3. “Yea, verily, God wants you to be happy.” Oprah 1:1
This popular verse floats to the top every so often and gets thrown around on talk shows and magazines. We like to think that our happiness is God’s highest goal because that fits our consumer-focused, instant-access, you-deserve-it world. It’s a verse that allows people to skirt other biblical mandates because, as is often claimed, happiness trumps everything else.
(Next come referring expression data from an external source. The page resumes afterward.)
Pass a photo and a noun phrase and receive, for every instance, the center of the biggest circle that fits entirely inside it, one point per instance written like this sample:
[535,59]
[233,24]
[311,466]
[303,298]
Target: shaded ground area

But none of these false verses does more damage than this one. So, let’s just be blunt here: your happiness is not God’s intent nor your reason for existing. We are here to praise God—not to accumulate wealth, be comfortable, have a great relationship, feel satisfied, or reach our personal goals.
Here’s how Paul puts it:
“And God raised us up with Christ and seated us with him in the heavenly realms in Christ Jesus, in order that in the coming ages he might show the incomparable riches of his grace, expressed in his kindness to us in Christ Jesus.” (Ephesians 2:6–7)
Why are we saved? So that God can forever point to us as evidence of His love and His glory. That in itself is enough to make us happy and to give us joy. But happiness is not the goal.
In fact, if we put our happiness ahead of everything else, we’re completely disobeying what Jesus said are the most important commands: Love God; love people (Luke 10:27). Elevating our own happiness as the ultimate goal gets in the way of both of those. We love God by obeying Him. We love our neighbor by serving.
4. “If you work hard enough, you’ll be successful.” 2 Jobs 4:04
Is hard work good? Yes. In fact, we’re told over and over in Proverbs that we’re supposed to work hard (12:11, 13:4, 14:23, etc.). Jesus kept a tireless pace during His life on earth, and you’ll never hear Paul condemn someone who works hard (in fact, he condemns those who don’t in 2 Thessalonians 3:10).
But the popular idea that hard work necessarily equals abundant earthly blessings has no basis in Scripture. In fact, for all His hard work, Jesus sometimes had nowhere to even sleep at night (Luke 9:58). Paul, the tireless tentmaker, spent much of his time running from mobs, swimming from shipwrecks, and singing in jail.
As a Christian, we are supposed to work at everything as if we were doing it for Jesus. But our reward is in knowing we did our best for Him, not in seeing our bank accounts bloom. While we may receive tangible blessings for our hard work, the bigger blessing is knowing that our Father who sees everything is pleased (Matthew 6:4). That’s a huge reward in itself.
5. “Just follow your heart and believe, and you can do anything.” Song of Disney 20:15
Sometimes, Disney movies seem to invade Scripture. Perhaps because we humans love Cinderella stories (unjust rags to magical riches), the notion of us being “anything we want to be if we just believe” has become weaved into the fabric of how we view the Bible. David the shepherd boy became a king, right?
But we aren’t meant to do just anything. We’re meant to fulfill the purpose God has for our lives. For example, David was created to be king. Long before he was born, in fact, Jacob/Israel had prophesied that a ruler would spring from the line of Judah (Genesis 49:10). David didn’t “follow his heart” to the throne of Israel. He followed His God along the path laid out for him (Psalm 119:35).
God gives us passions and desires and uses our lives to prepare us for His purposes—just as He prepared David during his time as a shepherd, soldier, and court musician. But that only works if we completely surrender our lives to His leading. On the other hand, if we spend our lives pursuing that “whatever we want to be,” we may very well end up disillusioned and dissatisfied even if we achieve our goal.